Dalam asuransi jiwa pemegang polis tidak memberitahukan adanya perubahan (penambahan, penggantian) penerima manfaat atau termaslahat, sehingga dapat mempersulit penyelesaian haknya dikemudian hari. Jika ada perubahan penerima manfaat, pemegang polis wajib mengajukan permohonan tertulis kepada penanggung, yang selanjutnya penanggung akan mengeluarkan adendum polis sebagai bagian tidak terpisahkan dari polis tersebut.
Uraian tentang obyek pertanggungan. Seringkali polis tidak menguraikan dengan jelas tentang obyek yang dipertanggungan. Menyebut “Bangunan” saja tidak cukup tetapi perlu ditambahkan dengan “termasuk semua perlengkapan yang biasanya melekat padanya, pagar yang mengitarinya, bangunan tambahan yang berada di dalam halaman rumah yang sama” atau keterangan apa saja agar intensi berasuransi menjadi jelas. “Isi rumah” tanpa uraian, maka sepeda pun bisa termasuk di dalamnya. Demikian juga ketika menyebut “Stok” saja, maka akan berakibat stok apa saja termasuk bahan baku, bahan pembantu, bahan setengah jadi, bahan jadi, persediaan suku cadang dan lain sebagainya.

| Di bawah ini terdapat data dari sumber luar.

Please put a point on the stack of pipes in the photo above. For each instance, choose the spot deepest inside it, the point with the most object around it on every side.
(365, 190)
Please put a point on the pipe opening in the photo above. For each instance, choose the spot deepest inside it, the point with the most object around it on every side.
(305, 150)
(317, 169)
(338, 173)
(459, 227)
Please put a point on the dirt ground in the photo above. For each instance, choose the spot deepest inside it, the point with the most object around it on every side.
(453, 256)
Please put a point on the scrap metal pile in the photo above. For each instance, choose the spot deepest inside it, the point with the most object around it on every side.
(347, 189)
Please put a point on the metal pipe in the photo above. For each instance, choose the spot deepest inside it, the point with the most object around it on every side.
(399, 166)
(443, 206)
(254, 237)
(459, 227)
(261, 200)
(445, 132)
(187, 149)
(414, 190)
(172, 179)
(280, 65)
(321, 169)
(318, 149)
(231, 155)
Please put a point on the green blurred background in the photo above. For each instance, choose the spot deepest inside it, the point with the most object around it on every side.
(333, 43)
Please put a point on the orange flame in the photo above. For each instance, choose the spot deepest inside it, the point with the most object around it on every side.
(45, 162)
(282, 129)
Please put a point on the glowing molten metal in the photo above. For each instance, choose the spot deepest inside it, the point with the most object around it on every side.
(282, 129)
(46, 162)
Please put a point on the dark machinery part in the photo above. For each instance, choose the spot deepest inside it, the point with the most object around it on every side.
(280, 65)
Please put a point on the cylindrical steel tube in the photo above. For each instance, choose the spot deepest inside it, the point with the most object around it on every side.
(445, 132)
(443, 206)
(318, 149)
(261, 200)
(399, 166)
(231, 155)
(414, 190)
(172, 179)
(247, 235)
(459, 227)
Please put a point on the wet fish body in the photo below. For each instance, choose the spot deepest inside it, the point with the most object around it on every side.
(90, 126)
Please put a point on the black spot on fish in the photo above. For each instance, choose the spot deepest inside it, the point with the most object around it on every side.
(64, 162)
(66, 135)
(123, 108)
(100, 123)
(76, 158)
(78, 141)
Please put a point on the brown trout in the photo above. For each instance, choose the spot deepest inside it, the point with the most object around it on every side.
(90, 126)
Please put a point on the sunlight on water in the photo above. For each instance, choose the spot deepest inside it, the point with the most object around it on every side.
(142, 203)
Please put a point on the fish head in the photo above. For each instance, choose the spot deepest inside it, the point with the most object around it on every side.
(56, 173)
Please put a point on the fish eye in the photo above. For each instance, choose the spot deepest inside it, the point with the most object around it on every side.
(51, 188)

Definisi atas kata atau istilah. Jika suatu kata atau istilah tidak didefinisikan di dalam polis, maka pengertian terhadap kata atau istilah adalah pemahaman yang berlaku dan dianut masyarakat umum dalam kehidupan sehari‐hari. Oleh karenanya, ketika ada suatu kata atau istilah yang ingin diartikan berbeda dengan pemahaman masyarakat umum, maka kata atau istilah tersebut harus didefinisikan dengan jelas. Kita masih ingat, industri perasuransian umum Indonesia mengalami kegalauan ketika perusahaan‐perusahaan reasuransi luar negeri menolak membayar klaim akibat kerusuhan 12‐13 Mei 1998. Tertanggung melihat kejadian itu sebagai “Kerusuhan” dan oleh karenanya ia menuntut ganti rugi berdasarkan jaminan klasul SRCC. Perusahaan‐perusahaan asuransi umum di Indonesia pun cenderung mempunyai pengertian serupa. Inilah sebabnya kata‐ kata dan istilah‐istilah seperti : “Kerusuhan”, “Pemogokan”, “Penghalangan
POLIS ASURANSI
Bekerja”, “Perbuatan Jahat”, “Huru‐Hara”, “Terorisme”, “Sabotase” dan lain‐lain telah digunakan oleh AAUI.
Dalam asuransi jiwa banyak istilah‐istilah yang telah ditetapkan menjadi kata‐kata baku, padahal nasabah asuransi belum tentu membaca ataupun memahaminya, seperti klausula tidak dapat dibantah (incontestable clause), yaitu klasula yang menyatakan bahwa setelah polis berlaku efektif selama 2 (dua) tahun dan tertanggung tetap hidup, penanggung tidak akan membantah keabsahan keterangan yang diberikan tertanggung yang dijadikan sebagai dasar terbitnya polis tersebut. Hal ini dilakukan oleh penanggung untuk menguji kebenaran keterangan yang diberikan oleh tertanggung (contestable) dengan tujuan untuk menjaga prinsip itikad baik (utmost good faith).
Dalam asuransi kesehatan, dikenal dengan istilah “pre‐existing period” atau periode polis pra‐kondisi yaitu masa/periode tertentu yang diberikan kepada tertanggung, dimana penanggung tidak akan membayar manfaat/maslahat untuk setiap kondisi kesehatan (penyakit) yang tadinya sudah ada sebelum polis diterbitkan dan tidak diungkapkan didalam aplikasi asuransi (SPPA/SPAJ).
Untuk itu pemegang polis/termaslahat harus dapat memahami, mempelajari dan tahu benar tentang ketentuan‐ketentuan yang diatur dalam polis yang dimilikinya, antara lain: hal‐hal yang dijamin, yang dikecualikan atau adanya pengurangan, pembatasan, atau pembebasan penanggung dari kewajibannya untuk membayar klaim asuransi seperti polis dalam masa contestable, pre‐ existing, dan lain‐lain.